INVESTIGADORES
RODRIGUEZ Ana Maria
congresos y reuniones científicas
Título:
Comparison of the celular immune response induced in Balb/c mice against Env of the more prevalent HIV variants in Argentina, Subtipe B and CRF_12BF
Autor/es:
MÓNACO,D; PASCUTTI,MF; ANA MARÍA RODRIGUEZ; CAROBENE,M; NAJERA,JL; ESTEBAN,M; SALOMÓN,H; GHERARDI,MM
Lugar:
Ciudad del Cabo-Sud Africa
Reunión:
Conferencia; AIDS Vaccine 2008 conference; 2008
Resumen:
Genetic diversity of HIV is one of the many obstacles in the development of a vaccine. In Argentina, infections are caused principally by subtype B and BF recombinants in similar proportions. To study cross-immunity between these two strains, we evaluated the immune response generated against Env by DNA and recombinant Vaccinia virus (rVV) vectors expressing EnvB or EnvBF. We used different immunization schemes in Balb/c mice that consisted in one or two doses of each rVV and a prime-boost (DNA/rVV) regime. All these vectors were previously generated using sequences derived from the CRF12_BF or the IIIB/LAI strains. Twelve days after the second immunization, we analyzed the specific cellular immune response stimulating the splenocytes with the full consensus subtype B gp120 protein or pools of overlapping peptides that represented the conserved and variable regions of this protein. Determinations were made by ELISPOT and by quantifying specific IFN-ã in the supernatant of splenocyte-cultures. Levels of immune response were significantly higher and broader when we used the prime-boost regime. In this immunization scheme, splenocytes of mice immunized with EnvB recognized peptides from almost all regions tested while the cellular response in those immunized with EnvBF was significant only for the two first conserved regions of gp120 (aa 1-123 and aa 197-299) and gp41 (aa 509-595), although the magnitude was lower than that for the homologous subtype.

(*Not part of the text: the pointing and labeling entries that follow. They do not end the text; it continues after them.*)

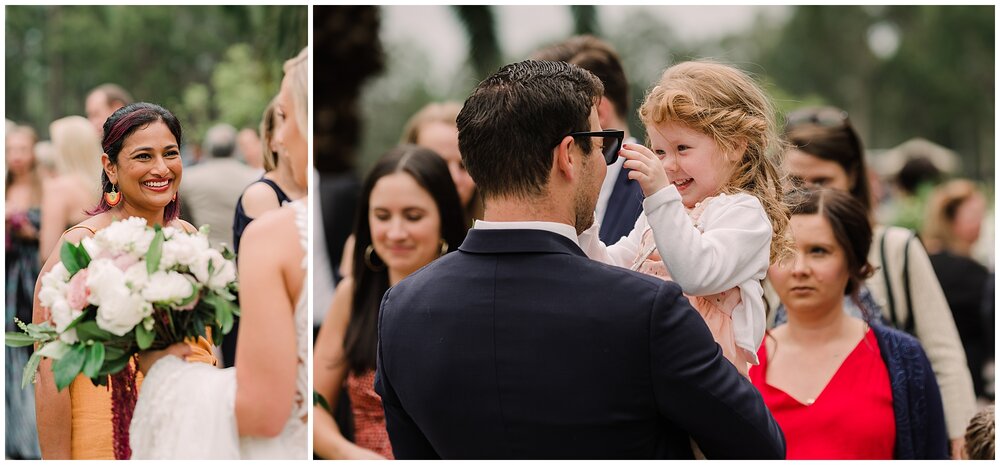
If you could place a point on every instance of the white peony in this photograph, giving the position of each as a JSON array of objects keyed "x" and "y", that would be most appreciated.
[
  {"x": 126, "y": 236},
  {"x": 105, "y": 280},
  {"x": 136, "y": 277},
  {"x": 167, "y": 287},
  {"x": 54, "y": 285},
  {"x": 92, "y": 247},
  {"x": 223, "y": 271},
  {"x": 183, "y": 249},
  {"x": 120, "y": 312}
]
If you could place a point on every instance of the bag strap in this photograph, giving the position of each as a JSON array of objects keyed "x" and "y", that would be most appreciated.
[
  {"x": 891, "y": 299},
  {"x": 908, "y": 325}
]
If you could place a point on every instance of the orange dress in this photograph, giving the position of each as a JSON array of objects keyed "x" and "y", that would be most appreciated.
[
  {"x": 715, "y": 309},
  {"x": 92, "y": 437},
  {"x": 369, "y": 418}
]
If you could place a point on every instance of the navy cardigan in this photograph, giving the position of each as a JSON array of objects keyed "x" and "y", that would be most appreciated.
[{"x": 916, "y": 398}]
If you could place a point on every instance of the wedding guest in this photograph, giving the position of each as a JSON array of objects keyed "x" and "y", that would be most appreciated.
[
  {"x": 21, "y": 223},
  {"x": 713, "y": 217},
  {"x": 842, "y": 389},
  {"x": 214, "y": 185},
  {"x": 259, "y": 408},
  {"x": 102, "y": 101},
  {"x": 67, "y": 197},
  {"x": 274, "y": 189},
  {"x": 141, "y": 174},
  {"x": 827, "y": 151},
  {"x": 620, "y": 202},
  {"x": 409, "y": 216},
  {"x": 519, "y": 346},
  {"x": 954, "y": 215},
  {"x": 980, "y": 436}
]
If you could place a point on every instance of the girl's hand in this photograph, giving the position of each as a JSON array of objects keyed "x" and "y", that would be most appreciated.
[
  {"x": 644, "y": 167},
  {"x": 149, "y": 357}
]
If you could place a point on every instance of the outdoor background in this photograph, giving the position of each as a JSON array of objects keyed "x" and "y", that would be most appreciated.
[
  {"x": 901, "y": 72},
  {"x": 206, "y": 64}
]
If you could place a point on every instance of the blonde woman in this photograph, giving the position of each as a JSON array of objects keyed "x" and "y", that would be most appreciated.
[
  {"x": 67, "y": 196},
  {"x": 258, "y": 409}
]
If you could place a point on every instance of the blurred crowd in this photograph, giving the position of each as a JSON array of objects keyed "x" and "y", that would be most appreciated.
[{"x": 931, "y": 250}]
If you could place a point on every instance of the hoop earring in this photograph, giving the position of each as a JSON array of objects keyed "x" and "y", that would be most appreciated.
[
  {"x": 114, "y": 197},
  {"x": 369, "y": 252}
]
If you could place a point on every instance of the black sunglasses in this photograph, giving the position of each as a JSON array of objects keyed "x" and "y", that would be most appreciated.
[{"x": 612, "y": 141}]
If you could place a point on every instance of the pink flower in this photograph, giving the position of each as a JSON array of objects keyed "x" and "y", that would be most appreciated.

For all the immunization schemes used, the first conserved region of gp120 – showing the highest homology between subtypes - induced the highest response with vectors of both strains. Also, cellular response to the full gp120 protein was two-fold higher when mice were immunized with the homologous strain to this protein.        These results show that the impact of BF variants in the design of future vaccines is an issue that merits more deep analysis.